The transition matrix is straightfoward; enumerate the states as $S,1,2,3,4,5,H$, then we have
$$
P= \begin{pmatrix}
0 & 1/6 & 1/6 & 1/6 & 1/6 & 1/6 & 1/6\\
0 & 1/6 & 1/6 & 1/6 & 1/6 & 1/6 & 1/6\\
0 & 0 & 1/3 & 1/6 & 1/6 & 1/6 & 1/6\\
0 & 0 & 0 & 1/2 & 1/6 & 1/6 & 1/6\\
0 & 0 & 0 & 0 & 2/3 & 1/6 & 1/6\\
0 & 0 & 0 & 0 & 0 & 5/6 & 1/6\\
0 & 0 & 0 & 0 & 0 &0 & 1
\end{pmatrix}.
$$
Note that the states $S$, $1$, $2$, $3$, $4$, and $5$ are transient and $H$ is absorbing, so $P$ is in the canonical form
$$
P = \begin{pmatrix}Q&R\\0&I\end{pmatrix}
$$
where $Q$ is the substochastic matrix corresponding to transitions between transient states, $R$ is the substochastic matrix corresponding to transitions from a transient state to the absorbing state, and $I$ the identity matrix.
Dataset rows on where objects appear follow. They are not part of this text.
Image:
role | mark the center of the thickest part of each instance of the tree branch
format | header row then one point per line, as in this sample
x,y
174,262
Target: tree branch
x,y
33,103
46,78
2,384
The probability of transitioning from a transient state $i$ to a transient state $j$ in exactly $k$ steps is simply $Q^k$; summing this for all $k$ yields the fundamental matrix $N=\sum_{k=0}^\infty Q^k$. Now, since $Q$ has norm strictly less than one, it can be shown that $\sum_{k=0}^\infty Q^k = (I-Q)^{-1}$ (recall the formula for a geometric series), and hence
$$
N = \left(
\begin{array}{cccccc}
1 & \frac{1}{5} & \frac{3}{10} & \frac{1}{2} & 1 & 3 \\
0 & \frac{6}{5} & \frac{3}{10} & \frac{1}{2} & 1 & 3 \\
0 & 0 & \frac{3}{2} & \frac{1}{2} & 1 & 3 \\
0 & 0 & 0 & 2 & 1 & 3 \\
0 & 0 & 0 & 0 & 3 & 3 \\
0 & 0 & 0 & 0 & 0 & 6 \\
\end{array}
\right).
$$
Here the $(i,j)$ entry of $N$ is the expected number of visits to state $j$, given that the chain started in state $i$. Moreover, the expected number of steps before being absorbed is given by
$$
N\cdot\mathbf 1 = \left(
\begin{array}{cccccc}
1 & \frac{1}{5} & \frac{3}{10} & \frac{1}{2} & 1 & 3 \\
0 & \frac{6}{5} & \frac{3}{10} & \frac{1}{2} & 1 & 3 \\
0 & 0 & \frac{3}{2} & \frac{1}{2} & 1 & 3 \\
0 & 0 & 0 & 2 & 1 & 3 \\
0 & 0 & 0 & 0 & 3 & 3 \\
0 & 0 & 0 & 0 & 0 & 6 \\
\end{array}
\right)\begin{pmatrix}1\\1\\1\\1\\1\\1\\1\end{pmatrix} = \begin{pmatrix}6\\6\\6\\6\\6\\6\end{pmatrix},
$$
which is the same $6$ regardless of the starting state. (An interesting result, in my opinion.)